Swellable material layer 46 is formed from one or more materials that swell when contacted by an activation fluid, such as an inorganic or organic fluid. For example, the material may be a polymer that swells multiple times its initial size upon activation by an activation fluid that stimulates the material to expand. In one embodiment, the swellable material is a material that swells upon contact with and/or absorption of a hydrocarbon, such as an oil or a gas. The hydrocarbon is absorbed into the swellable material such that the volume of the swellable material increases, creating radial expansion of the swellable material. Preferably, the swellable material will swell until its outer surface and perforated tubulars 52 of fluid collection subassembly 50 contact the formation face in an open hole completion or the casing wall in a cased wellbore. The swellable material accordingly provides the energy to position perforated tubulars 52 of fluid collection subassembly 50 in contact with the formation.
Some exemplary swellable materials include elastic polymers, such as EPDM rubber, styrene butadiene, natural rubber, ethylene propylene monomer rubber, ethylene propylene diene monomer rubber, ethylene vinyl acetate rubber, hydrogenized acrylonitrile butadiene rubber, acrylonitrile butadiene rubber, isoprene rubber, chloroprene rubber and polynorbornene. These and other swellable materials swell in contact with and by absorption of hydrocarbons so that the swellable materials expand. In one embodiment, the rubber of the swellable materials may also have other materials dissolved in or in mechanical mixture therewith, such as fibers of cellulose. Additional options may be rubber in mechanical mixture with polyvinyl chloride, methyl methacrylate, acrylonitrile, ethylacetate or other polymers that expand in contact with oil.
In another embodiment, the swellable material is a material that swells upon contact with water. In this case, the swellable material may be a water-swellable polymer such as a water-swellable elastomer or water-swellable rubber. More specifically, the swellable material may be a water-swellable hydrophobic polymer or water-swellable hydrophobic copolymer and preferably a water-swellable hydrophobic porous copolymer. Other polymers useful in accordance with the present invention can be prepared from a variety of hydrophilic monomers and hydrophobically modified hydrophilic monomers. Examples of particularly suitable hydrophilic monomers which can be utilized include, but are not limited to, acrylamide, 2-acrylamido-2-methyl propane sulfonic acid, N,N-dimethylacrylamide, vinyl pyrrolidone, dimethylaminoethyl methacrylate, acrylic acid, trimethylammoniumethyl methacrylate chloride, dimethylaminopropylmethacrylamide, methacrylamide and hydroxyethyl acrylate.
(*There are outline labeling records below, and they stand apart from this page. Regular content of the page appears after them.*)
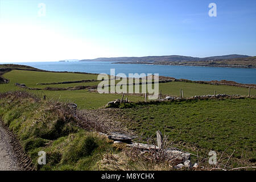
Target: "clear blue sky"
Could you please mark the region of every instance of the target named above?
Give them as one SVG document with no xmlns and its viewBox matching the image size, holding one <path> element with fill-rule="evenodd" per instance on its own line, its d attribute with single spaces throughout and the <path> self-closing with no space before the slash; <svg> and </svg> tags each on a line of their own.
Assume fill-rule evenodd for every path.
<svg viewBox="0 0 256 182">
<path fill-rule="evenodd" d="M 255 56 L 255 0 L 0 0 L 0 62 Z"/>
</svg>

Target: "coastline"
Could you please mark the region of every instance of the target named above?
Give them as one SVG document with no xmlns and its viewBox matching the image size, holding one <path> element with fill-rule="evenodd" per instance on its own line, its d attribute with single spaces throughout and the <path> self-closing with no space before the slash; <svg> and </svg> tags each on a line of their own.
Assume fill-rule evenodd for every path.
<svg viewBox="0 0 256 182">
<path fill-rule="evenodd" d="M 183 63 L 181 62 L 171 62 L 171 63 L 151 63 L 151 62 L 116 62 L 112 63 L 112 64 L 147 64 L 147 65 L 172 65 L 172 66 L 187 66 L 187 67 L 216 67 L 216 68 L 251 68 L 256 69 L 256 66 L 248 66 L 244 65 L 224 65 L 224 64 L 194 64 L 193 63 Z"/>
<path fill-rule="evenodd" d="M 7 84 L 9 80 L 3 77 L 3 75 L 12 70 L 24 70 L 24 71 L 32 71 L 38 72 L 55 72 L 55 73 L 80 73 L 80 74 L 88 74 L 88 75 L 97 75 L 97 73 L 91 73 L 86 72 L 58 72 L 58 71 L 50 71 L 43 69 L 37 69 L 32 67 L 26 66 L 23 65 L 14 65 L 9 64 L 9 65 L 13 66 L 13 68 L 1 68 L 1 64 L 0 64 L 0 84 Z M 25 68 L 24 68 L 25 67 Z M 203 84 L 209 84 L 209 85 L 224 85 L 229 86 L 234 86 L 243 88 L 251 88 L 256 89 L 256 84 L 242 84 L 237 82 L 236 81 L 230 80 L 211 80 L 211 81 L 201 81 L 201 80 L 190 80 L 184 78 L 175 78 L 171 77 L 162 76 L 159 76 L 159 82 L 167 82 L 171 81 L 181 81 L 191 83 Z"/>
</svg>

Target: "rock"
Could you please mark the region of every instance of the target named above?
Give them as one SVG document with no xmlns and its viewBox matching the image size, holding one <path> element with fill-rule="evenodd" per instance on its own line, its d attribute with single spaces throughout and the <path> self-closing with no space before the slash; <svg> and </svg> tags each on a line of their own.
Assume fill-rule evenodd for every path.
<svg viewBox="0 0 256 182">
<path fill-rule="evenodd" d="M 114 101 L 114 104 L 120 104 L 120 100 L 119 99 L 116 99 Z"/>
<path fill-rule="evenodd" d="M 184 167 L 184 165 L 183 165 L 183 164 L 179 164 L 175 166 L 174 167 L 174 168 L 176 168 L 176 169 L 181 169 L 181 168 L 182 168 L 183 167 Z"/>
</svg>

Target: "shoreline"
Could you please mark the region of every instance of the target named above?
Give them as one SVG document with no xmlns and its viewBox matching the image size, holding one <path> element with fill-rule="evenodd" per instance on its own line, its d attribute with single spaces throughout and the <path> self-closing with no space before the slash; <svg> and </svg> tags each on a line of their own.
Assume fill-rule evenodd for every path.
<svg viewBox="0 0 256 182">
<path fill-rule="evenodd" d="M 171 63 L 171 64 L 170 64 Z M 214 67 L 214 68 L 246 68 L 246 69 L 256 69 L 256 67 L 251 66 L 248 67 L 243 65 L 223 65 L 223 64 L 207 64 L 207 65 L 200 65 L 200 64 L 193 64 L 193 63 L 190 64 L 184 64 L 180 62 L 177 62 L 174 63 L 150 63 L 150 62 L 140 62 L 140 63 L 133 63 L 133 62 L 116 62 L 112 63 L 111 64 L 147 64 L 147 65 L 170 65 L 170 66 L 187 66 L 187 67 Z"/>
<path fill-rule="evenodd" d="M 15 67 L 20 67 L 21 68 L 1 68 L 0 64 L 0 84 L 7 84 L 9 82 L 9 80 L 6 78 L 5 78 L 2 75 L 5 73 L 9 72 L 12 70 L 24 70 L 24 71 L 38 71 L 38 72 L 53 72 L 53 73 L 78 73 L 78 74 L 88 74 L 88 75 L 98 75 L 97 73 L 86 73 L 86 72 L 56 72 L 56 71 L 46 71 L 43 69 L 37 69 L 32 67 L 28 67 L 26 65 L 12 65 Z M 26 67 L 22 69 L 22 67 Z M 1 82 L 1 78 L 5 82 Z M 6 81 L 5 81 L 6 80 Z M 237 82 L 236 81 L 230 81 L 230 80 L 210 80 L 210 81 L 200 81 L 200 80 L 190 80 L 188 79 L 184 78 L 175 78 L 167 76 L 159 76 L 159 81 L 162 82 L 167 82 L 171 81 L 181 81 L 181 82 L 191 82 L 191 83 L 197 83 L 197 84 L 209 84 L 209 85 L 224 85 L 228 86 L 238 86 L 238 87 L 243 87 L 243 88 L 251 88 L 254 89 L 256 89 L 256 84 L 242 84 Z"/>
</svg>

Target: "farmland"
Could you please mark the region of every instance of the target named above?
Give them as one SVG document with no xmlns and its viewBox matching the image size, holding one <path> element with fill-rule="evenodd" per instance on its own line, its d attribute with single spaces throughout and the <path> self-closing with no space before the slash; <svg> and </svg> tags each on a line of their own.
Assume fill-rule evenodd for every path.
<svg viewBox="0 0 256 182">
<path fill-rule="evenodd" d="M 133 101 L 133 104 L 121 105 L 122 109 L 107 110 L 103 109 L 104 106 L 109 101 L 121 98 L 121 94 L 100 94 L 88 89 L 44 90 L 48 86 L 61 88 L 81 85 L 97 86 L 100 82 L 96 80 L 97 75 L 14 69 L 2 76 L 10 82 L 0 85 L 1 92 L 26 90 L 41 98 L 42 96 L 46 95 L 49 101 L 57 100 L 76 103 L 81 113 L 86 113 L 88 119 L 93 121 L 99 119 L 97 122 L 106 123 L 106 119 L 114 121 L 115 123 L 118 123 L 116 126 L 119 129 L 125 129 L 131 134 L 142 136 L 138 140 L 142 143 L 153 142 L 154 144 L 149 139 L 155 139 L 156 131 L 159 130 L 168 136 L 172 146 L 193 154 L 192 158 L 193 163 L 199 162 L 201 165 L 205 165 L 205 159 L 209 158 L 209 151 L 214 150 L 217 152 L 219 164 L 222 168 L 230 169 L 255 164 L 255 98 L 185 100 L 144 104 L 141 102 L 144 100 L 142 94 L 127 94 L 125 97 Z M 79 80 L 92 81 L 57 83 Z M 115 84 L 118 82 L 115 81 Z M 15 83 L 24 84 L 28 88 L 41 90 L 29 90 L 16 86 Z M 39 83 L 52 84 L 38 84 Z M 213 94 L 214 90 L 217 94 L 248 94 L 247 88 L 238 86 L 182 81 L 159 84 L 159 89 L 163 97 L 179 96 L 180 89 L 184 91 L 185 97 Z M 256 96 L 256 90 L 251 89 L 250 94 Z M 5 112 L 2 111 L 2 114 Z M 95 115 L 97 116 L 97 119 L 94 118 Z M 7 117 L 3 119 L 6 118 Z M 71 166 L 69 167 L 73 168 Z"/>
<path fill-rule="evenodd" d="M 49 83 L 84 80 L 97 80 L 97 75 L 94 74 L 81 74 L 73 73 L 55 73 L 24 70 L 13 70 L 6 73 L 3 77 L 10 80 L 10 82 L 1 84 L 0 92 L 16 90 L 20 88 L 14 85 L 15 83 L 24 84 L 30 88 L 44 88 L 47 86 L 54 88 L 67 88 L 80 85 L 97 85 L 100 82 L 93 81 L 82 83 L 67 84 L 37 85 L 38 83 Z M 118 81 L 116 81 L 116 83 Z M 159 84 L 159 89 L 163 95 L 179 95 L 179 89 L 182 88 L 185 97 L 195 95 L 213 94 L 214 90 L 217 93 L 228 94 L 247 95 L 248 89 L 245 88 L 227 85 L 213 85 L 200 84 L 184 82 L 170 82 Z M 110 101 L 121 98 L 120 94 L 99 94 L 97 92 L 88 92 L 86 90 L 31 90 L 31 92 L 40 96 L 46 95 L 49 98 L 60 99 L 61 101 L 69 101 L 77 104 L 81 109 L 97 109 L 104 106 Z M 251 95 L 256 95 L 256 89 L 252 89 Z M 143 101 L 143 97 L 139 96 L 129 95 L 128 99 L 131 101 Z"/>
</svg>

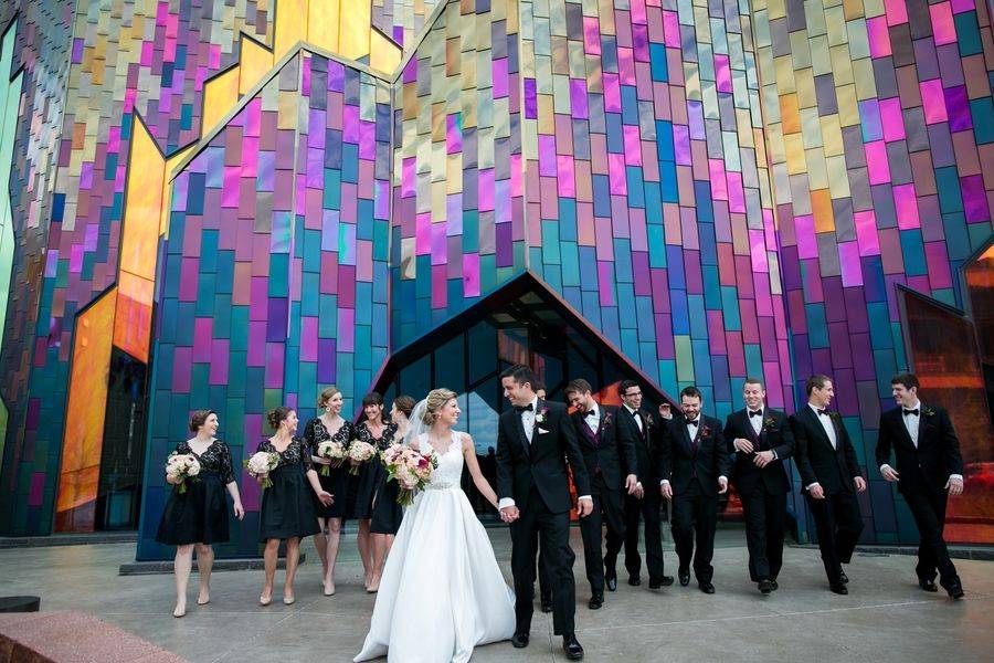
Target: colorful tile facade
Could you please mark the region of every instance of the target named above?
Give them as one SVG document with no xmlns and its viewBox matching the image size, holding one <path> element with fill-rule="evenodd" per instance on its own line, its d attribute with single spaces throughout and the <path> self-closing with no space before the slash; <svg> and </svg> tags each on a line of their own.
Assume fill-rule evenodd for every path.
<svg viewBox="0 0 994 663">
<path fill-rule="evenodd" d="M 865 461 L 907 362 L 895 286 L 962 306 L 992 232 L 983 3 L 371 0 L 348 25 L 316 0 L 40 4 L 17 28 L 4 533 L 52 528 L 70 349 L 112 286 L 115 346 L 151 354 L 152 558 L 190 410 L 219 410 L 239 456 L 279 402 L 309 414 L 335 382 L 351 411 L 389 351 L 525 270 L 712 414 L 745 376 L 793 409 L 832 375 Z M 182 162 L 155 261 L 123 228 L 140 127 Z M 869 478 L 867 538 L 906 539 Z M 251 517 L 239 532 L 225 554 L 254 551 Z"/>
</svg>

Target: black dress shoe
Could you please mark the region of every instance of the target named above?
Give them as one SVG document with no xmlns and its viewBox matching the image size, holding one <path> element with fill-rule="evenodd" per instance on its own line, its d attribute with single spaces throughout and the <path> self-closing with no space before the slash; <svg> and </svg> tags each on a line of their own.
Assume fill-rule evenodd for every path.
<svg viewBox="0 0 994 663">
<path fill-rule="evenodd" d="M 583 648 L 577 642 L 577 636 L 570 633 L 562 636 L 562 651 L 570 661 L 579 661 L 583 657 Z"/>
<path fill-rule="evenodd" d="M 963 598 L 963 585 L 960 582 L 960 579 L 956 578 L 949 585 L 945 585 L 945 592 L 949 594 L 951 599 L 962 599 Z"/>
<path fill-rule="evenodd" d="M 649 578 L 649 589 L 659 589 L 673 585 L 673 576 L 663 576 L 660 578 Z"/>
</svg>

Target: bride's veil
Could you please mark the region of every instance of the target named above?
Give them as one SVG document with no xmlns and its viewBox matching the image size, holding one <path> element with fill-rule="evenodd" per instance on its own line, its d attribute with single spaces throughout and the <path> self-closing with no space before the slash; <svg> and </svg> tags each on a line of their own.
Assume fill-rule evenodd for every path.
<svg viewBox="0 0 994 663">
<path fill-rule="evenodd" d="M 422 399 L 408 418 L 410 425 L 408 432 L 404 433 L 404 445 L 411 446 L 411 442 L 429 431 L 429 425 L 424 423 L 424 413 L 427 411 L 427 399 Z"/>
</svg>

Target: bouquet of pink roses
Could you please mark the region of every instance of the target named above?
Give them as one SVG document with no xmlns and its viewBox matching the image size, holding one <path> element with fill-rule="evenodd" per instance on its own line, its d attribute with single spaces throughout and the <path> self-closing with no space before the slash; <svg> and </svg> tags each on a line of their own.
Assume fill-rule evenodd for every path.
<svg viewBox="0 0 994 663">
<path fill-rule="evenodd" d="M 200 474 L 200 461 L 192 453 L 172 452 L 166 459 L 166 481 L 176 486 L 177 493 L 187 492 L 187 480 Z"/>
<path fill-rule="evenodd" d="M 329 465 L 321 465 L 320 470 L 322 476 L 328 476 L 331 474 L 331 467 L 341 467 L 345 460 L 349 457 L 349 448 L 335 440 L 325 440 L 318 444 L 318 455 L 331 461 Z"/>
<path fill-rule="evenodd" d="M 349 474 L 359 474 L 359 465 L 377 455 L 377 448 L 369 442 L 352 440 L 349 444 Z"/>
<path fill-rule="evenodd" d="M 414 491 L 424 488 L 432 481 L 438 456 L 434 451 L 422 452 L 403 444 L 391 444 L 382 455 L 389 478 L 400 485 L 396 503 L 404 506 L 413 504 Z"/>
<path fill-rule="evenodd" d="M 245 461 L 245 467 L 248 470 L 248 474 L 255 478 L 262 477 L 262 487 L 264 491 L 273 485 L 273 482 L 269 480 L 269 472 L 275 470 L 278 464 L 279 454 L 265 451 L 258 451 L 252 454 L 251 459 Z"/>
</svg>

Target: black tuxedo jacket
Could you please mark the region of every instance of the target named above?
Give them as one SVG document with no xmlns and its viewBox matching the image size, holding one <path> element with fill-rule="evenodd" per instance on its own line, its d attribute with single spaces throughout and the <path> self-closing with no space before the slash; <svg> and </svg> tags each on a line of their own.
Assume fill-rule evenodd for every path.
<svg viewBox="0 0 994 663">
<path fill-rule="evenodd" d="M 728 476 L 731 460 L 725 445 L 721 422 L 698 415 L 695 441 L 687 432 L 687 418 L 678 414 L 663 423 L 659 480 L 668 478 L 675 495 L 684 493 L 695 474 L 706 495 L 718 494 L 718 477 Z M 657 482 L 658 483 L 658 482 Z M 654 486 L 658 490 L 658 486 Z"/>
<path fill-rule="evenodd" d="M 570 483 L 565 463 L 573 470 L 577 495 L 590 495 L 586 467 L 577 443 L 577 428 L 560 403 L 539 399 L 531 442 L 525 436 L 521 414 L 514 408 L 505 411 L 497 423 L 497 497 L 512 497 L 525 508 L 535 487 L 553 514 L 570 511 Z"/>
<path fill-rule="evenodd" d="M 744 438 L 752 442 L 755 451 L 773 451 L 776 460 L 765 467 L 757 467 L 754 453 L 736 451 L 736 438 Z M 749 411 L 739 410 L 728 415 L 725 421 L 725 443 L 729 453 L 734 454 L 732 476 L 736 488 L 741 495 L 749 495 L 762 484 L 770 495 L 785 495 L 791 492 L 791 482 L 786 475 L 786 460 L 794 455 L 794 433 L 787 423 L 786 414 L 780 410 L 763 409 L 762 428 L 759 435 L 749 422 Z"/>
<path fill-rule="evenodd" d="M 940 493 L 950 474 L 963 474 L 960 441 L 942 408 L 919 404 L 918 449 L 905 427 L 902 408 L 880 414 L 877 465 L 890 464 L 897 455 L 898 491 Z"/>
<path fill-rule="evenodd" d="M 593 480 L 601 474 L 611 490 L 621 490 L 624 477 L 638 474 L 635 461 L 635 441 L 628 435 L 618 433 L 618 408 L 598 403 L 601 422 L 596 434 L 592 433 L 582 412 L 573 412 L 570 417 L 577 427 L 577 441 L 583 454 L 586 474 Z"/>
<path fill-rule="evenodd" d="M 642 419 L 642 431 L 635 423 L 635 415 Z M 624 406 L 617 408 L 617 435 L 632 442 L 635 450 L 635 474 L 643 486 L 658 484 L 658 445 L 655 418 L 645 410 L 638 410 L 635 415 L 628 412 Z"/>
<path fill-rule="evenodd" d="M 832 441 L 825 434 L 818 415 L 807 403 L 791 417 L 791 429 L 797 443 L 794 463 L 805 490 L 818 483 L 826 493 L 855 493 L 853 477 L 860 475 L 856 450 L 838 413 L 833 412 L 831 419 L 835 428 L 836 449 L 832 449 Z"/>
</svg>

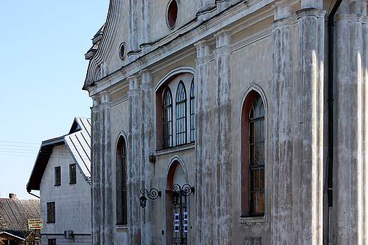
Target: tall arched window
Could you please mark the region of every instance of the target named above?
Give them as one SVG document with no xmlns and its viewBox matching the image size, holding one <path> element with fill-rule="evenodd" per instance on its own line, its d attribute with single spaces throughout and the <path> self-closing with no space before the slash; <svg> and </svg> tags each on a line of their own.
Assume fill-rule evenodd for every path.
<svg viewBox="0 0 368 245">
<path fill-rule="evenodd" d="M 265 215 L 265 106 L 255 91 L 249 93 L 242 113 L 241 216 Z"/>
<path fill-rule="evenodd" d="M 187 93 L 183 81 L 176 91 L 176 145 L 180 145 L 187 142 Z"/>
<path fill-rule="evenodd" d="M 162 123 L 163 148 L 173 146 L 173 99 L 168 87 L 165 89 L 162 98 Z"/>
<path fill-rule="evenodd" d="M 116 223 L 127 224 L 127 145 L 120 136 L 116 149 Z"/>
<path fill-rule="evenodd" d="M 265 213 L 265 107 L 260 96 L 249 112 L 251 215 Z"/>
<path fill-rule="evenodd" d="M 190 84 L 190 142 L 195 141 L 195 102 L 194 96 L 194 81 Z"/>
</svg>

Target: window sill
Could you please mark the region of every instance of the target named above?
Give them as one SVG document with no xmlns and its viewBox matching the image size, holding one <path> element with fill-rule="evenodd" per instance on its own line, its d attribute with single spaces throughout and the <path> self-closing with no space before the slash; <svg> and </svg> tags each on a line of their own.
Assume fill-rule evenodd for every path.
<svg viewBox="0 0 368 245">
<path fill-rule="evenodd" d="M 127 233 L 128 232 L 127 224 L 115 224 L 115 232 Z"/>
<path fill-rule="evenodd" d="M 192 143 L 185 144 L 180 144 L 177 147 L 173 147 L 163 149 L 156 149 L 156 156 L 160 156 L 160 155 L 163 155 L 163 154 L 168 154 L 168 153 L 176 152 L 178 151 L 183 151 L 183 150 L 185 150 L 185 149 L 192 149 L 195 147 L 195 142 L 192 142 Z"/>
<path fill-rule="evenodd" d="M 240 224 L 250 224 L 250 223 L 264 223 L 268 222 L 268 219 L 265 215 L 263 216 L 240 216 Z"/>
</svg>

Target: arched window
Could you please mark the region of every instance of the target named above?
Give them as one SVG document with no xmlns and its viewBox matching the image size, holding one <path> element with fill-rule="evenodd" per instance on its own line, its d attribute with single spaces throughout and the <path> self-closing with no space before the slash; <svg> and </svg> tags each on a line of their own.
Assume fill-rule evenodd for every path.
<svg viewBox="0 0 368 245">
<path fill-rule="evenodd" d="M 190 84 L 190 142 L 195 141 L 195 103 L 194 96 L 194 81 Z"/>
<path fill-rule="evenodd" d="M 265 215 L 265 106 L 255 91 L 246 99 L 242 115 L 241 216 Z"/>
<path fill-rule="evenodd" d="M 173 99 L 168 87 L 165 89 L 162 98 L 162 123 L 163 148 L 173 146 Z"/>
<path fill-rule="evenodd" d="M 176 100 L 176 145 L 187 142 L 187 93 L 183 81 L 179 82 Z"/>
<path fill-rule="evenodd" d="M 116 149 L 116 223 L 127 224 L 127 145 L 120 136 Z"/>
</svg>

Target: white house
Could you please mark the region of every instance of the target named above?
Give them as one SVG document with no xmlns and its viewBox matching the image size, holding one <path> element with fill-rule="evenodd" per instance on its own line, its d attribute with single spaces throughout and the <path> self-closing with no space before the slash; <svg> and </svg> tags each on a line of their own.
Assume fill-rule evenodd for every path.
<svg viewBox="0 0 368 245">
<path fill-rule="evenodd" d="M 91 242 L 91 120 L 42 142 L 27 190 L 40 190 L 43 244 Z"/>
</svg>

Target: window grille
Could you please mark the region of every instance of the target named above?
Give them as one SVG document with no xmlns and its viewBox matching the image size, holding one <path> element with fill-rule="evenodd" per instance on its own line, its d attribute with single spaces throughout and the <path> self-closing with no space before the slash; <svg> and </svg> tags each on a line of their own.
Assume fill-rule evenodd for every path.
<svg viewBox="0 0 368 245">
<path fill-rule="evenodd" d="M 162 123 L 163 148 L 173 146 L 173 100 L 171 91 L 166 87 L 163 93 L 162 103 Z"/>
<path fill-rule="evenodd" d="M 47 203 L 47 223 L 55 222 L 55 203 Z"/>
<path fill-rule="evenodd" d="M 125 140 L 122 139 L 121 147 L 122 158 L 122 224 L 127 224 L 127 147 Z"/>
<path fill-rule="evenodd" d="M 194 81 L 190 84 L 190 142 L 195 141 L 195 101 L 194 96 Z"/>
<path fill-rule="evenodd" d="M 55 167 L 55 186 L 62 184 L 62 169 L 60 166 Z"/>
<path fill-rule="evenodd" d="M 69 165 L 69 183 L 76 183 L 76 164 Z"/>
<path fill-rule="evenodd" d="M 178 86 L 176 100 L 176 145 L 187 142 L 187 95 L 182 81 Z"/>
<path fill-rule="evenodd" d="M 251 215 L 265 213 L 265 108 L 258 95 L 249 111 L 249 200 Z"/>
</svg>

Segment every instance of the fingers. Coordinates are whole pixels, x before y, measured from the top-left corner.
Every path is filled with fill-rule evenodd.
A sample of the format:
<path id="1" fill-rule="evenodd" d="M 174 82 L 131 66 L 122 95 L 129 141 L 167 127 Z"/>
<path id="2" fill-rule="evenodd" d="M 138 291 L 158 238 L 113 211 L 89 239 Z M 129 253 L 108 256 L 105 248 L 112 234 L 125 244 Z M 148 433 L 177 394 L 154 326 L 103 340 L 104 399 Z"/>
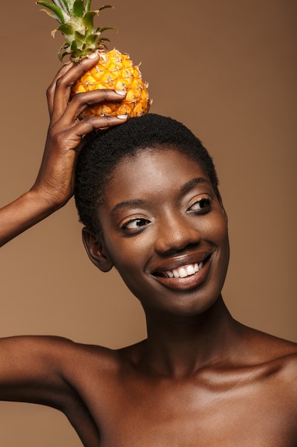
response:
<path id="1" fill-rule="evenodd" d="M 99 60 L 99 54 L 93 53 L 78 64 L 64 66 L 48 90 L 51 119 L 55 122 L 63 113 L 70 100 L 71 87 L 85 71 Z M 50 106 L 51 104 L 51 106 Z"/>
<path id="2" fill-rule="evenodd" d="M 76 120 L 88 106 L 106 101 L 123 101 L 125 94 L 125 91 L 118 91 L 109 89 L 93 90 L 78 94 L 73 96 L 68 104 L 63 119 L 67 122 Z"/>
<path id="3" fill-rule="evenodd" d="M 49 111 L 50 116 L 51 116 L 53 114 L 53 99 L 54 99 L 57 81 L 59 78 L 62 77 L 65 74 L 65 73 L 66 73 L 72 66 L 73 66 L 73 64 L 72 63 L 63 65 L 63 67 L 58 71 L 52 83 L 51 84 L 51 85 L 49 86 L 48 89 L 46 91 L 46 97 L 48 99 L 48 111 Z"/>
<path id="4" fill-rule="evenodd" d="M 118 126 L 125 123 L 127 117 L 124 115 L 119 116 L 95 116 L 93 115 L 88 116 L 75 124 L 75 134 L 80 137 L 90 134 L 92 131 L 99 129 L 105 129 L 112 126 Z"/>

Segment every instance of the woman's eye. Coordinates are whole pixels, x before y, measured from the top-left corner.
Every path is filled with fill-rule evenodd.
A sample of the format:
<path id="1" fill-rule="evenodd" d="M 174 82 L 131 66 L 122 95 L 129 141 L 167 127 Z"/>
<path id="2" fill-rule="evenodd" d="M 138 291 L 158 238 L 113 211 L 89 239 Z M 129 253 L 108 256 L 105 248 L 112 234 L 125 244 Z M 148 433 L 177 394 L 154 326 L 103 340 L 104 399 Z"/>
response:
<path id="1" fill-rule="evenodd" d="M 123 230 L 138 230 L 142 227 L 150 224 L 150 221 L 146 219 L 139 217 L 137 219 L 132 219 L 123 222 L 120 228 Z"/>
<path id="2" fill-rule="evenodd" d="M 189 208 L 189 211 L 207 211 L 210 209 L 212 201 L 209 197 L 202 197 Z"/>

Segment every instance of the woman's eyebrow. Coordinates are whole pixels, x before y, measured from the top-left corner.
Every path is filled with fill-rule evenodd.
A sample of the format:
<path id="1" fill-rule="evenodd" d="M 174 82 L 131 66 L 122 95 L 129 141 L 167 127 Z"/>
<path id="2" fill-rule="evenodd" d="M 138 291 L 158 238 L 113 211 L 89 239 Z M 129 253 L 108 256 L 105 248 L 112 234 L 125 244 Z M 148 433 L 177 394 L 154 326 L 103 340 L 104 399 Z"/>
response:
<path id="1" fill-rule="evenodd" d="M 111 210 L 110 214 L 114 214 L 120 208 L 125 208 L 125 206 L 140 206 L 140 205 L 143 205 L 144 203 L 145 203 L 145 201 L 141 200 L 140 199 L 125 200 L 123 202 L 120 202 L 119 204 L 117 204 L 115 206 L 114 206 L 113 209 Z"/>
<path id="2" fill-rule="evenodd" d="M 210 185 L 209 180 L 205 179 L 204 177 L 197 177 L 195 179 L 192 179 L 189 181 L 187 181 L 184 185 L 182 185 L 181 189 L 182 193 L 185 193 L 187 191 L 189 191 L 192 188 L 198 185 L 199 184 L 207 184 Z"/>
<path id="3" fill-rule="evenodd" d="M 211 184 L 210 181 L 207 180 L 207 179 L 205 179 L 204 177 L 197 177 L 195 179 L 192 179 L 189 181 L 187 181 L 184 185 L 182 185 L 180 189 L 181 192 L 185 193 L 187 191 L 189 191 L 195 185 L 197 185 L 199 184 L 207 184 L 209 185 Z M 125 200 L 123 202 L 117 204 L 111 210 L 110 214 L 115 214 L 117 211 L 118 209 L 120 209 L 121 208 L 125 208 L 127 206 L 140 206 L 142 205 L 144 205 L 145 203 L 145 201 L 142 200 L 141 199 L 132 199 L 131 200 Z"/>

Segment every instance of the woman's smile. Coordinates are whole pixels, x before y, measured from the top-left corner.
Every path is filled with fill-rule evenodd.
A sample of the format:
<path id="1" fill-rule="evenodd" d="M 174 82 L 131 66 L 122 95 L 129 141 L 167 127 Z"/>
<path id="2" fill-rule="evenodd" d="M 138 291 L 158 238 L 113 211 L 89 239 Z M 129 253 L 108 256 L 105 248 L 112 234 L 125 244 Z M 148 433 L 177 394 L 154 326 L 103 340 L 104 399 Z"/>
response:
<path id="1" fill-rule="evenodd" d="M 188 293 L 200 311 L 219 298 L 229 261 L 225 212 L 200 166 L 180 150 L 125 158 L 98 214 L 105 251 L 144 306 L 172 310 L 182 306 L 176 293 Z"/>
A variety of hydrophobically modified hydrophilic monomers can also be utilized to form the polymers useful in accordance with this invention. Particularly suitable hydrophobically modified hydrophilic monomers include, but are not limited to, alkyl acrylates, alkyl methacrylates, alkyl acrylamides and alkyl methacrylamides wherein the alkyl radicals have from about 4 to about 22 carbon atoms, alkyl dimethylammoniumethyl methacrylate bromide, alkyl dimethylammoniumethyl methacrylate chloride and alkyl dimethylammoniumethyl methacrylate iodide wherein the alkyl radicals have from about 4 to about 22 carbon atoms and alkyl dimethylammonium-propylmethacrylamide bromide, alkyl dimethylammonium propylmethacrylamide chloride and alkyl dimethylammonium-propylmethacrylamide iodide wherein the alkyl groups have from about 4 to about 22 carbon atoms.
Polymers which are useful in accordance with the present invention can be prepared by polymerizing any one or more of the described hydrophilic monomers with any one or more of the described hydrophobically modified hydrophilic monomers. The polymerization reaction can be performed in various ways that are known to those skilled in the art, such as those described in U.S. Pat. No. 6,476,169 which is hereby incorporated by reference for all purposes.
Suitable polymers may have estimated molecular weights in the range of from about 100,000 to about 10,000,000 and preferably in the range of from about 250,000 to about 3,000,000 and may have mole ratios of the hydrophilic monomer(s) to the hydrophobically modified hydrophilic monomer(s) in the range of from about 99.98:0.02 to about 90:10.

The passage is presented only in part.